This thesis was recognized by ACLCLP Best Thesis Award (2022).
Many realworld artificial intelligence tasks come with a dual form; that is, we could directly swap the input and the target of a task to formulate another task. Machine translation is a classic example, for example, translating from English to Chinese has a dual task of translating from Chinese to English. Automatic speech recognition (ASR) and text-to-speech (TTS) also have structural duality. Given a piece of informative context, question answering and question generation are in dual form. The recent studies magnified the importance of the duality by boosting the performance of both tasks with the exploitation of the duality.

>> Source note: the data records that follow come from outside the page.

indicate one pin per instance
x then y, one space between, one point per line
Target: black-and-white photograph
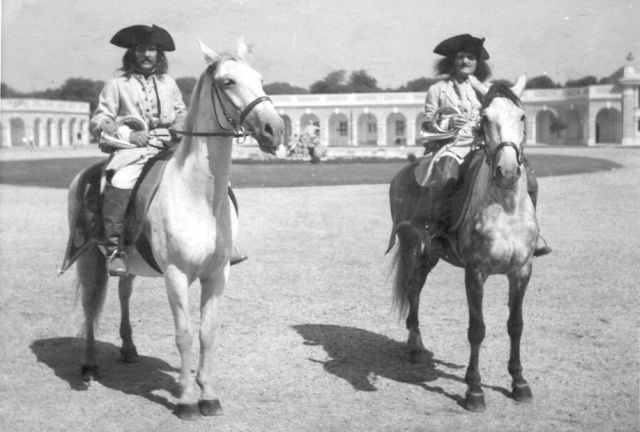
290 215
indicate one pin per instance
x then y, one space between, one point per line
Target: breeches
124 166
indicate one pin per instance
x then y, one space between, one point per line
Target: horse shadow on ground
359 356
142 378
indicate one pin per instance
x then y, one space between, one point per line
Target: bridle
491 156
236 130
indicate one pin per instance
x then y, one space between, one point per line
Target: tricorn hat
144 35
466 42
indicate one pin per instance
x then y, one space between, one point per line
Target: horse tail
407 266
92 281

Natural language understanding (NLU) and natural language generation (NLG) are both critical research topics in the NLP and dialogue fields. The goal of natural language understanding is to extract the core semantic meaning from the given utterances, while natural language generation is opposite, of which the goal is to construct corresponding sentences based on the given semantics. However, the dual property between understanding and generation has been rarely explored.

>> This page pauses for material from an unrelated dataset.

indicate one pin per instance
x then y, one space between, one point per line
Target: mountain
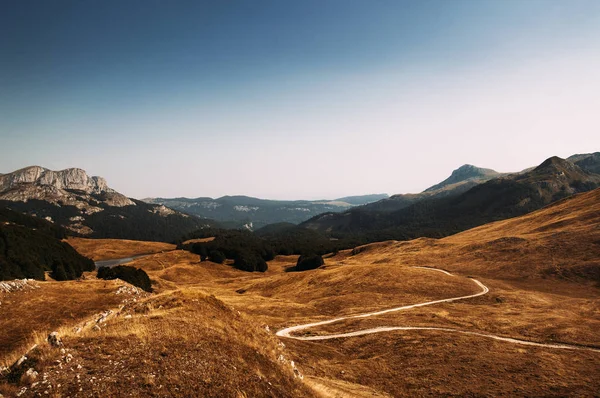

This main goal of this dissertation is to investigate the structural duality between NLU and NLG. In this thesis, we present five consecutive studies, each focuses on different aspects of learning and data settings. First, we exploits the duality between NLU and NLG and introduces it into the learning objective as the regularization term. Moreover, expert knowledge is incorporated to design suitable approaches for estimating data distribution. Second, we further propose a joint learning framework, which provides flexibility of incorporating not only supervised but also unsupervised learning algorithms and enables the gradient to propagate through two modules seamlessly. Third, we study how to enhance the joint framework by mutual information maximization. Fourth, since above works exploit the duality in the training stage, hence we make a step forward to leverage the duality in the inference stage. Lastly, we finetune the pretrained language models on the two dual tasks and achieve the goal of solving two dual tasks in a single model. Each work presents a new model and learning framework exploiting the duality in different manners. Together, this dissertation explores a new research direction of exploiting the duality between language understanding and generation.